The success of the last home entertainment milestone, high-definition TV, relied upon the formation of an elaborate infrastructure before consumers welcomed it into their living rooms.
Broadcasters were ordered by law to shut off, by mid-2009, the analog-TV signals that had delivered broadcasts since the 1920s and begin offering TV over more efficient digital signals to free up the public airwaves for other uses like wireless data. Consumers used this as an opportunity to upgrade to fancier high definition digital TV sets. An entire ecosystem of devices, such as Blu-ray discs, video-game consoles and pay-TV distributors, supported the transition.
Buoyed by the success of blockbuster films like “Avatar,” the electronics industry attempted to convince consumers to upgrade yet again to new 3-D TVs. But they never caught on with mainstream viewers, who resisted the idea of donning clunky 3-D glasses to watch TV in their own living rooms.

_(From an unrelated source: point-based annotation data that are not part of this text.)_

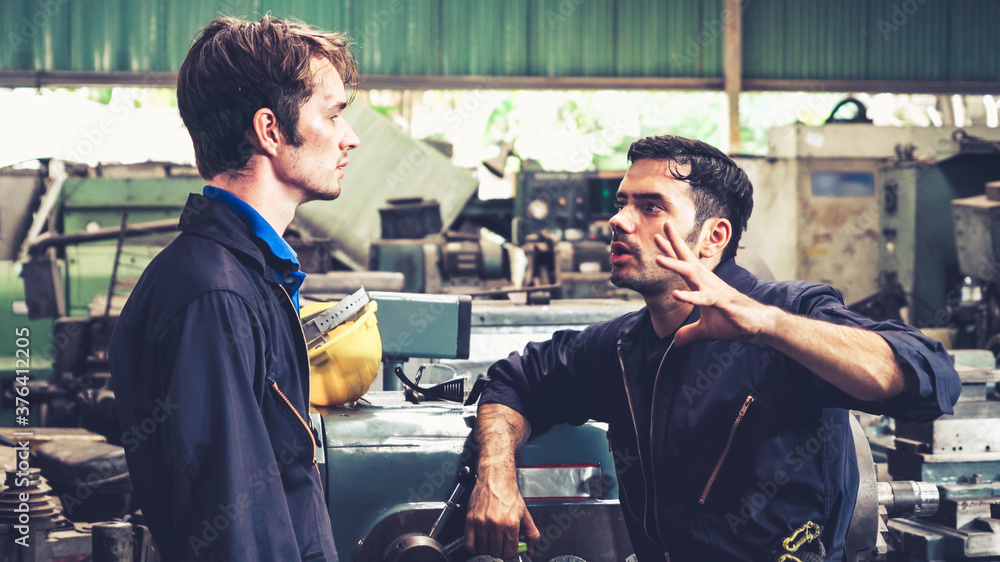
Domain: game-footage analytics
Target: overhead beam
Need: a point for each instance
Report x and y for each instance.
(32, 79)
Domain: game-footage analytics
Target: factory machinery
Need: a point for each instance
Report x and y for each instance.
(397, 464)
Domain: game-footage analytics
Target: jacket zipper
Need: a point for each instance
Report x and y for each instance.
(725, 451)
(312, 437)
(652, 413)
(628, 396)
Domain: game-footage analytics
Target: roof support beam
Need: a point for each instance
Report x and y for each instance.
(32, 79)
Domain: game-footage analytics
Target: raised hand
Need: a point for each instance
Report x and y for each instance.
(726, 313)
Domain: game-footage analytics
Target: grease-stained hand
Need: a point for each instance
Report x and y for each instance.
(726, 313)
(496, 515)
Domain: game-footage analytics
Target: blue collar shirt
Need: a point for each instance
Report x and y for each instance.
(290, 276)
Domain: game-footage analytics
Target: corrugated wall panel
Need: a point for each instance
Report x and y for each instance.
(783, 39)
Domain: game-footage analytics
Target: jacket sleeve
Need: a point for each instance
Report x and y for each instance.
(562, 380)
(229, 503)
(920, 356)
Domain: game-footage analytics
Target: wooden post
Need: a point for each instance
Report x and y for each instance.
(732, 67)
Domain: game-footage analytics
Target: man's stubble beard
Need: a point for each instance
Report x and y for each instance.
(645, 284)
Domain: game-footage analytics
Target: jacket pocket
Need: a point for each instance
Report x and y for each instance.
(725, 451)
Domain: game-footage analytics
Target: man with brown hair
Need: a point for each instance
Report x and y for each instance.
(208, 358)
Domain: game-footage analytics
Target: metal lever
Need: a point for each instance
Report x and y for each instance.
(452, 503)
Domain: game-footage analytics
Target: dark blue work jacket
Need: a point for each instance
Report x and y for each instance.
(744, 445)
(211, 377)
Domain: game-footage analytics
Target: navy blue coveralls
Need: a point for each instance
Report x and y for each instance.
(211, 377)
(728, 446)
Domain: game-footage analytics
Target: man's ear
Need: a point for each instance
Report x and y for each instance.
(715, 234)
(265, 131)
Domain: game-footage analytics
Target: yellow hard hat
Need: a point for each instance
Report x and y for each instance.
(345, 362)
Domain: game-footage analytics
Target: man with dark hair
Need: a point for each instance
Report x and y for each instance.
(208, 359)
(731, 391)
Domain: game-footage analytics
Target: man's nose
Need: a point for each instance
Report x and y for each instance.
(350, 140)
(622, 222)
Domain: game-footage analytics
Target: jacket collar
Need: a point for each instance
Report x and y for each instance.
(737, 277)
(205, 217)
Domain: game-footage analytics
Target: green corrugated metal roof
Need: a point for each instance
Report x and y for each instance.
(783, 39)
(393, 37)
(921, 40)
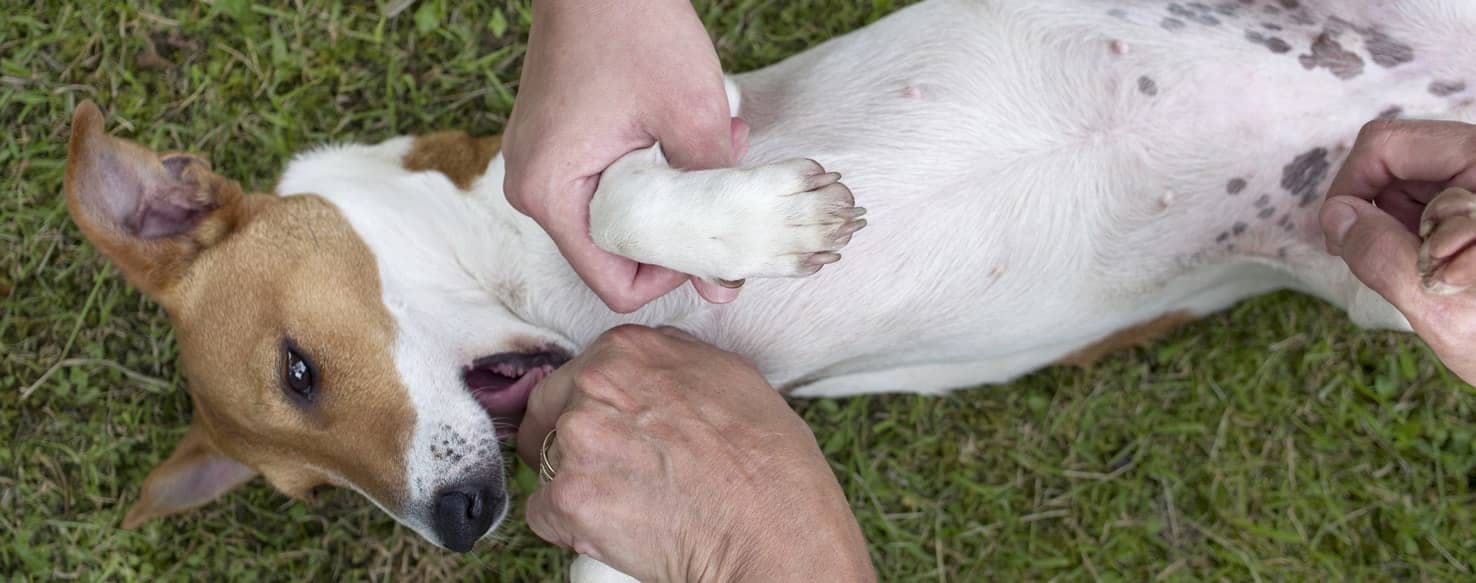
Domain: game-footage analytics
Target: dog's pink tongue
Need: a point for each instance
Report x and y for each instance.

Ultra HD video has sought out a different path into your home. Online streams of Ultra HD quality are already being delivered by services such as Netflix and Amazon and supported by the Internet’s dominant video site, YouTube. Theaters have been screening 4K movies since 2007, to considerably less fanfare than the 3-D movies.
For the moment, screens capable of displaying the video at full 4K resolution in the home are in short supply. The first Ultra HD displays aren’t expected to reach mobile devices — starting with tablets — until next year, based on DisplaySearch projections. Sales of 4K TVs could increase tenfold this year over the prior year’s modest volumes as major manufacturers drop prices below $2,000, according to Strategy Analytics’ forecasts.
Cable, satellite and telecommunications companies are unlikely to hop on the Ultra HD bandwagon until more TVs are in American homes — a development that is still years away. Even though a high-profile sporting event like the 2014 World Cup soccer games were captured in 4K by Brazilian TV service Globosat, using Broadcom technology, those broadcasts weren’t carried by America’s leading sports network, ESPN.
For electronics makers, Ultra HD is a long-term bet. Takeshi Ito, chief technology officer for Sony Mobile, said the Xperia phone is only one component of the Japanese conglomerate’s efforts to advance 4K that also includes the movies produced by its Sony Pictures Entertainment division, its professional cameras and projection equipment, and its TVs for the home.
“Through the HD era, you could only capture HD-resolution video with a high-end recorder,” Ito said. “Nowadays, the device you capture the image on is actually the smartphone … which can expand the availability of content.”